August 20, 2006
"Merdeka",do we have real freedom?
As we approach our national day on 31.8.06, our national media are full of reports of the various ways Malaysians celebrate our hard earned independence. Various generations celebrate in ways peculiar to their own experiences in life in our beloved nation, as it turns 49, come this August 31.
To demonstrate our patriotism to the nation, we are encouraged to hoist the national flag in our homes, offices, shops and on cars. It is becoming increasingly more common to see cars fully draped in the beautiful colors of the Jalur Gemilang.
In schools our children are asked to wave flags as they sing the national anthem and other patriotic songs. Almost daily the schools organize assemblies, eloquent speeches and other activities towards this end. Being children as they are, most of them are full of enthusiasm to participate in all these as they create an environment of festivities during the month of August each year.
Some of our politicians even go to the extent of castigating those who do not hoist the national flag as being unpatriotic and ungrateful for what the country has done for them.
Is national day all about waving the national flag, singing patriotic songs, having parades and tea parties? Definitely it transcends these physical expressions of joy of our independence.
It should be a day to recollect our achievements and failures over the years since independence. While celebrating our victories it is also the time to resolve to right the wrongs in our country. If we fail to do this all our achievements will be rendered meaningless.
Racial and religious tolerance is at its lowest since independence and is continuing to slide further. Those in power do not appear to value the importance of racial unity. They fail to realize that it is an asset that needs to be cherished and nourished. There is developing a dangerous trend where Malaysians today are living “peacefully” within their own communities.
Corruption has become an accepted way of life among Malaysians. It is a norm these days to “reward” those in authority for even obligatory services rendered. The ordinary man on the street is not able to get things done as he is not able to follow this new culture of “give and take”.
Road deaths are taking a very high toll on the lives of our people especially the young. Basic etiquette on the roads is badly missing. There is chaos on our roads and driving on them is like going to war. Breaking the laws without getting caught is considered a feat.
Crime rate is unacceptably high and is threatening every peace-loving citizen. People are living in fear, not able to go about their routine without danger of being raped, robbed, assaulted or even killed. The authorities do not seem to have the will to bring the situation under control. There is fear that mob rule will become the order of the day in the near future.
Quality of education is on the decline but the cost is escalating and becoming beyond the means of the ordinary wage earning citizen. Those in power are least perturbed that none of our local degrees are now recognized internationally. Eligible students with maximum results in examinations are denied seats in public universities. To solve this problem, higher education is being privatized which further escalates its cost. Many private institutions have sprung all over the country, many of them of questionable quality and credentials.

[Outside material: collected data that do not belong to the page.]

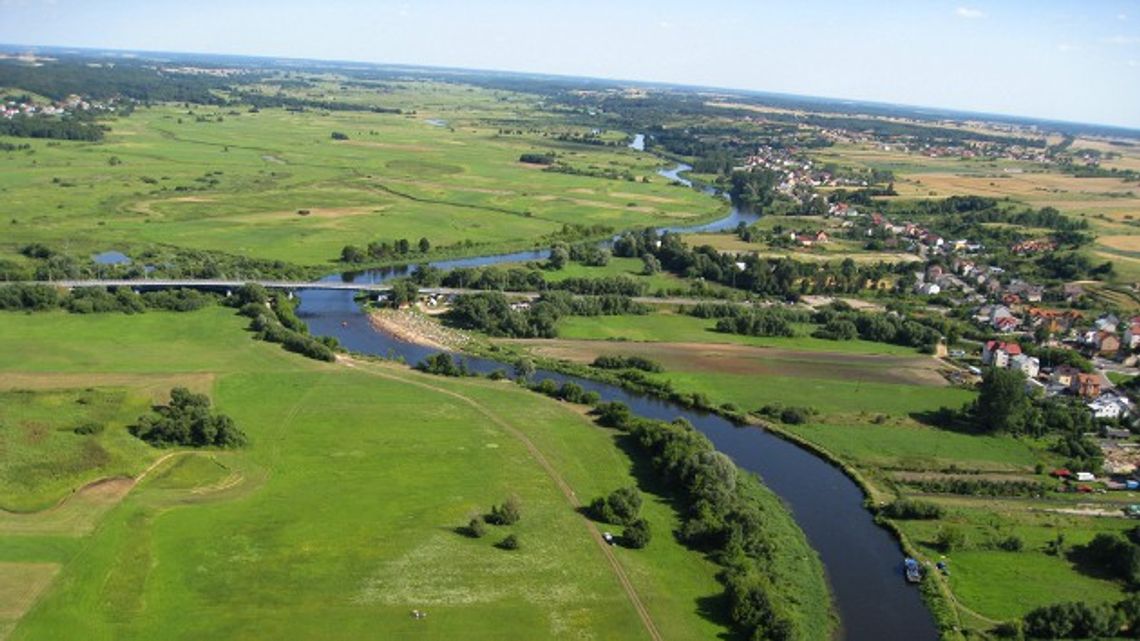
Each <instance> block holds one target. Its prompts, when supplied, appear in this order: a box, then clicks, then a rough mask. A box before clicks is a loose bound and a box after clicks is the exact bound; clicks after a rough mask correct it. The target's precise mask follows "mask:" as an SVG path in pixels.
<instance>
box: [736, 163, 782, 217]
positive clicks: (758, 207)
mask: <svg viewBox="0 0 1140 641" xmlns="http://www.w3.org/2000/svg"><path fill="white" fill-rule="evenodd" d="M728 180H730V185H731V186H730V188H728V195H730V196H732V201H733V202H735V203H740V204H742V205H744V206H748V208H751V209H755V210H757V211H759V210H763V209H764V208H766V206H768V205H771V204H772V203H773V201H775V198H776V186H779V185H780V180H781V177H780V175H779V173H777V172H775V171H771V170H760V171H734V172H732V176H730V177H728Z"/></svg>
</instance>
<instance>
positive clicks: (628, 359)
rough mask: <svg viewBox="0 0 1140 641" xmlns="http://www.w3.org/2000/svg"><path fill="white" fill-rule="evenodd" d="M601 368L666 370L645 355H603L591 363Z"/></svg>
mask: <svg viewBox="0 0 1140 641" xmlns="http://www.w3.org/2000/svg"><path fill="white" fill-rule="evenodd" d="M591 366H593V367H598V368H601V370H641V371H642V372H665V367H661V364H660V363H658V362H655V360H652V359H649V358H645V357H644V356H620V355H612V356H611V355H604V354H603V355H602V356H598V357H597V358H595V359H594V362H593V363H591Z"/></svg>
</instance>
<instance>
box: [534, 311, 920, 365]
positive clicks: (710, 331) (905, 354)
mask: <svg viewBox="0 0 1140 641" xmlns="http://www.w3.org/2000/svg"><path fill="white" fill-rule="evenodd" d="M796 330H797V335H795V336H747V335H742V334H727V333H723V332H717V331H716V320H715V319H708V318H697V317H694V316H687V315H684V314H676V313H673V311H669V310H661V311H658V313H655V314H650V315H648V316H604V317H600V316H593V317H591V316H569V317H567V318H564V319H562V320H561V322H560V323H559V336H560V338H562V339H570V340H594V341H630V342H660V343H673V342H683V343H734V344H743V346H751V347H769V348H780V349H791V350H804V351H822V352H836V354H838V355H841V354H882V355H893V356H905V355H911V356H913V355H914V354H915V350H914V349H913V348H909V347H903V346H897V344H889V343H880V342H872V341H864V340H852V341H831V340H827V339H817V338H814V336H812V335H811V333H812V331H814V330H815V327H814V326H813V325H809V324H808V325H800V326H797V327H796ZM536 344H546V342H545V341H539V342H538V343H536Z"/></svg>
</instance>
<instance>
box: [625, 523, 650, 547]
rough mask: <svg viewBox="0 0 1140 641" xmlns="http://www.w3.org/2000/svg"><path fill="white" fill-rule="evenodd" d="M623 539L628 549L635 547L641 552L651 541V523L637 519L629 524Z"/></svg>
mask: <svg viewBox="0 0 1140 641" xmlns="http://www.w3.org/2000/svg"><path fill="white" fill-rule="evenodd" d="M621 538H622V541H624V543H625V544H626V545H627V546H628V547H633V549H635V550H640V549H642V547H644V546H646V545H649V541H650V538H651V533H650V529H649V521H646V520H645V519H637V520H635V521H634V522H632V524H629V526H627V527H626V532H625V533H624V534H622V537H621Z"/></svg>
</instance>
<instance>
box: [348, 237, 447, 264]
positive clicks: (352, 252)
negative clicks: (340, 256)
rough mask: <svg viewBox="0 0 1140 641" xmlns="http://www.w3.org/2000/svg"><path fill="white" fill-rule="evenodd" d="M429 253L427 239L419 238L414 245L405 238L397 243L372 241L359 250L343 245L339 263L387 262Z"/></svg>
mask: <svg viewBox="0 0 1140 641" xmlns="http://www.w3.org/2000/svg"><path fill="white" fill-rule="evenodd" d="M430 251H431V241H429V240H427V238H420V241H418V242H417V243H415V244H412V242H410V241H408V240H407V238H400V240H398V241H392V242H388V241H373V242H370V243H368V245H367V246H365V248H360V246H357V245H344V246H343V248H342V249H341V262H349V263H361V262H367V261H369V260H377V261H378V260H389V259H396V258H406V257H408V255H409V254H413V253H417V252H418V253H421V254H425V253H427V252H430Z"/></svg>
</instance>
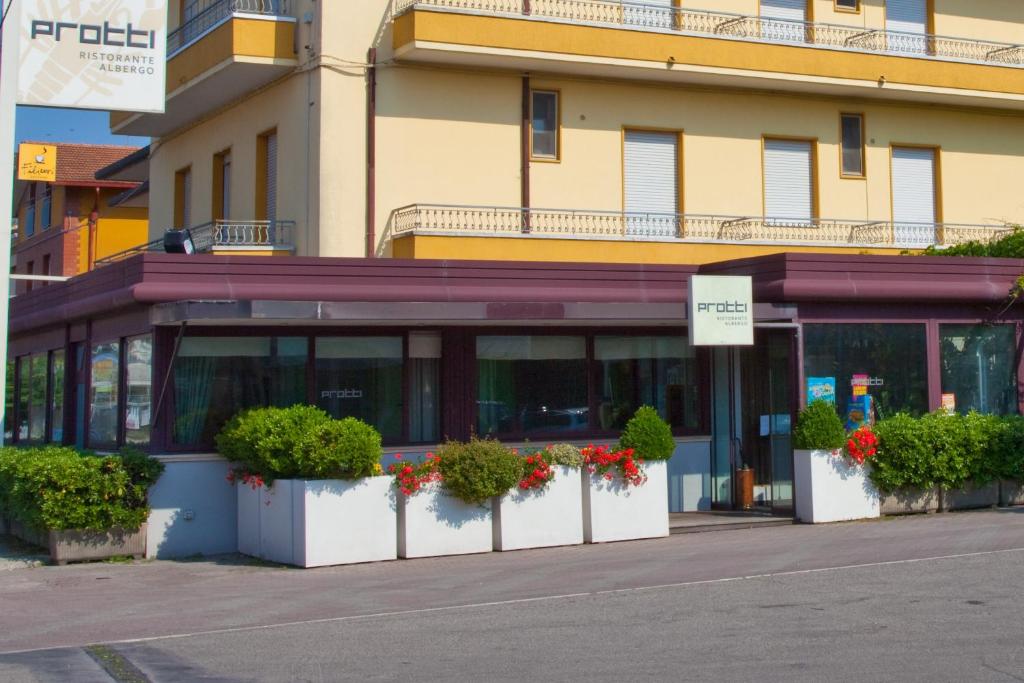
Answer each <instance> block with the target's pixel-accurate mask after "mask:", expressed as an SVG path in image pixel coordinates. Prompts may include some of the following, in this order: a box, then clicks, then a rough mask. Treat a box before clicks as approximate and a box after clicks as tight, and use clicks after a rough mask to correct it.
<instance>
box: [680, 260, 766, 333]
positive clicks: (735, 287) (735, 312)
mask: <svg viewBox="0 0 1024 683" xmlns="http://www.w3.org/2000/svg"><path fill="white" fill-rule="evenodd" d="M687 312H688V313H689V323H690V344H691V345H693V346H753V345H754V281H753V280H752V279H751V278H750V276H748V275H690V289H689V301H688V302H687Z"/></svg>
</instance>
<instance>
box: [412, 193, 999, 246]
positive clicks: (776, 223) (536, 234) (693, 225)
mask: <svg viewBox="0 0 1024 683" xmlns="http://www.w3.org/2000/svg"><path fill="white" fill-rule="evenodd" d="M1012 230H1013V227H1011V226H1008V225H970V224H953V223H941V224H938V223H893V222H890V221H864V220H836V219H822V218H815V219H811V220H801V219H787V218H765V217H761V216H710V215H690V214H686V215H684V214H665V213H622V212H613V211H571V210H560V209H518V208H509V207H479V206H441V205H434V204H415V205H411V206H408V207H402V208H400V209H398V210H396V211H395V212H394V214H393V216H392V234H393V236H394V237H399V236H401V234H412V233H421V234H424V233H426V234H431V233H432V234H466V236H501V234H508V236H512V234H520V236H537V237H553V238H575V239H587V238H589V239H597V240H625V241H648V240H649V241H669V242H690V243H733V244H744V243H745V244H788V245H814V246H843V247H890V248H924V247H929V246H933V245H935V246H952V245H957V244H962V243H964V242H972V241H977V242H987V241H989V240H992V239H995V238H998V237H1000V236H1004V234H1007V233H1009V232H1011V231H1012Z"/></svg>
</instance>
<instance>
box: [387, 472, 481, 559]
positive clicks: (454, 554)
mask: <svg viewBox="0 0 1024 683" xmlns="http://www.w3.org/2000/svg"><path fill="white" fill-rule="evenodd" d="M490 505H492V504H490V502H487V503H484V504H483V505H469V504H467V503H463V502H462V501H460V500H459V499H457V498H453V497H451V496H449V495H446V494H445V493H444V492H443V490H442V489H441V486H440V484H439V483H429V484H427V485H426V486H424V487H423V488H421V489H420V490H419V492H417V493H415V494H413V495H412V496H400V495H399V496H398V557H435V556H437V555H468V554H470V553H488V552H490V550H492V549H493V545H494V540H493V538H492V530H490V525H492V521H490Z"/></svg>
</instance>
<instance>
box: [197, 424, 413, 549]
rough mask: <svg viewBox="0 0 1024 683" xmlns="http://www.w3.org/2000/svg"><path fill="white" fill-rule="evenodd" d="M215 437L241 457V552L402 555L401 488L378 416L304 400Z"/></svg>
mask: <svg viewBox="0 0 1024 683" xmlns="http://www.w3.org/2000/svg"><path fill="white" fill-rule="evenodd" d="M217 446H218V449H219V450H220V453H221V454H223V455H224V456H225V457H226V458H228V459H229V460H231V461H233V462H236V463H238V466H237V467H236V469H234V470H233V471H232V473H231V474H229V475H228V479H229V481H231V482H232V483H238V484H239V487H238V488H239V499H238V523H239V552H241V553H245V554H247V555H252V556H254V557H259V558H261V559H265V560H269V561H272V562H282V563H284V564H294V565H297V566H301V567H313V566H325V565H332V564H350V563H353V562H372V561H377V560H387V559H394V558H395V557H397V552H396V544H395V525H396V502H395V496H394V492H393V490H392V489H391V480H390V478H389V477H386V476H382V475H383V472H382V470H381V466H380V458H381V455H382V451H381V436H380V433H379V432H378V431H377V430H376V429H374V428H373V427H371V426H370V425H368V424H366V423H364V422H361V421H360V420H356V419H355V418H345V419H343V420H333V419H331V418H330V417H329V416H328V415H327V414H326V413H324V412H322V411H319V410H317V409H315V408H310V407H306V405H295V407H292V408H288V409H278V408H268V409H256V410H251V411H246V412H243V413H241V414H239V415H238V416H236V417H234V418H232V419H231V420H230V421H229V422H228V424H227V425H226V426H225V427H224V429H223V430H222V431H221V433H220V434H219V435H218V436H217Z"/></svg>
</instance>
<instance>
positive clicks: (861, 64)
mask: <svg viewBox="0 0 1024 683" xmlns="http://www.w3.org/2000/svg"><path fill="white" fill-rule="evenodd" d="M393 46H394V49H395V55H396V57H398V58H399V59H402V60H407V61H424V62H436V63H454V65H464V66H472V67H485V68H497V69H508V70H516V71H535V72H551V73H563V74H568V75H582V76H596V77H614V78H624V79H643V80H649V81H665V82H673V83H692V84H697V85H712V86H730V87H741V88H760V89H764V88H771V89H773V90H781V91H799V92H818V93H821V94H829V95H837V94H840V95H850V96H868V97H873V98H883V99H898V100H912V101H925V102H934V103H946V104H966V105H973V106H977V105H985V106H997V108H1002V109H1015V110H1022V109H1024V45H1022V44H1009V43H994V42H986V41H979V40H972V39H967V38H952V37H945V36H935V35H922V34H909V33H898V32H893V31H886V30H883V29H864V28H862V27H850V26H840V25H834V24H822V23H803V22H785V20H779V19H765V18H762V17H760V16H750V15H742V14H730V13H726V12H718V11H705V10H699V9H690V8H685V9H684V8H679V7H665V6H662V5H647V4H643V3H630V2H618V1H612V0H399V2H398V3H397V4H396V7H395V12H394V36H393Z"/></svg>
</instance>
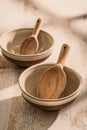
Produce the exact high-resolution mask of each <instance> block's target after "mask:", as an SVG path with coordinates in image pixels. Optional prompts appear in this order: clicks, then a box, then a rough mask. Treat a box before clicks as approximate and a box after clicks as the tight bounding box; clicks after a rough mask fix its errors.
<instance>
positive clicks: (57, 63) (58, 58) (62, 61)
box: [57, 44, 70, 65]
mask: <svg viewBox="0 0 87 130" xmlns="http://www.w3.org/2000/svg"><path fill="white" fill-rule="evenodd" d="M69 50H70V46H69V45H68V44H63V45H62V47H61V50H60V54H59V58H58V61H57V64H62V65H64V62H65V60H66V57H67V55H68V52H69Z"/></svg>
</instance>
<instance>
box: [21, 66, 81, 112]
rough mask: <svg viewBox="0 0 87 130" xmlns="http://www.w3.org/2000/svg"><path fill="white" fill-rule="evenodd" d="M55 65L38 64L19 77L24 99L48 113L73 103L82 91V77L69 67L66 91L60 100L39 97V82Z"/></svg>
mask: <svg viewBox="0 0 87 130" xmlns="http://www.w3.org/2000/svg"><path fill="white" fill-rule="evenodd" d="M53 65H54V64H38V65H34V66H32V67H30V68H28V69H26V70H25V71H24V72H23V73H22V74H21V75H20V77H19V86H20V89H21V92H22V95H23V97H24V98H25V99H26V100H27V101H28V102H29V103H31V104H33V105H34V106H36V107H38V108H40V109H42V110H47V111H54V110H58V109H61V108H63V107H65V106H66V105H68V104H70V103H71V102H73V101H74V100H75V99H76V98H77V97H78V95H79V93H80V91H81V86H82V85H81V83H82V79H81V76H80V75H79V74H78V73H77V72H76V71H75V70H72V69H71V68H69V67H66V66H64V71H65V73H66V76H67V83H66V87H65V90H64V92H63V94H62V95H61V97H60V98H59V99H41V98H38V97H37V94H36V92H37V86H38V82H39V80H40V78H41V76H42V75H43V73H44V71H46V69H48V68H49V67H51V66H53Z"/></svg>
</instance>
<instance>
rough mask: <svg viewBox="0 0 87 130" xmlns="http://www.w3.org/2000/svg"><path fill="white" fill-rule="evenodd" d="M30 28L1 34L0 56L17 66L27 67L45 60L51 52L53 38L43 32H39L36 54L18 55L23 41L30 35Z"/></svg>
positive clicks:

Basic medical care has become too expensive and privatization has made it beyond the reach of ordinary citizens. Abuses of Health Insurance Schemes are further aggravating the already unhealthy situation. Quality of medical care at government hospitals is far from excellent as it is managed by junior and inexperienced doctors. Most of the senior doctors have left for “greener pastures” in private practice where many of them are fast losing their hard-acquired skills over years of service.
An arrogant, uncaring and at times abusive public service is a sure indicator of its decline since independence. Biasness and favoritism to certain groups are standard practice. There is a need for greater professionalism in the civil service.
Eradication of poverty is confined to just one particular community although it occurs among all races. The real hardcore poor are not getting a decent share of the nation’s wealth. The rich are getting richer and the poor remain poor.
Freedom of expression and respect of human rights are also on the decline over the years. A small ray of hope was seen after our present prime minister took office but there are powerful forces that are eager to extinguish those rays of hope prematurely.
As Christians and belonging to the minority groups, “merdeka” is becoming progressively less meaningful as we are gradually becoming irrelevant in the mainstream development of the country. Not only are we not consulted in any major decisions but even our constitutional rights are being denied. The very institutions that are established to protect our rights fail us miserably.
Our children are denied admission to public institutions of higher learning; we are not given jobs in the civil service and armed forces, no state funds are allocated for the construction of places of worship and worse still churches and temples are indiscriminately demolished without proper dialogue or consultation.
To make “merdeka” more meaningful for the rakyat, serious concerted efforts by all parties must be made to correct these wrongs. Only with the provision of the basic needs, can true patriotism develop in the people.
Displaying flags, singing patriotic songs, wearing special costumes, participating in parades and banquet are just superficial displays of patriotism. These do not instill true and lasting patriotism. Nationalism and patriotism are not inborn in us. They should be cultivated from an early age just like how parents nurture them in their children..
The nation, like parents, must provide for her citizens all the necessary needs before it can expect undivided patriotism and loyalty only with the provision of the basic needs, can true patriotism develop in the people.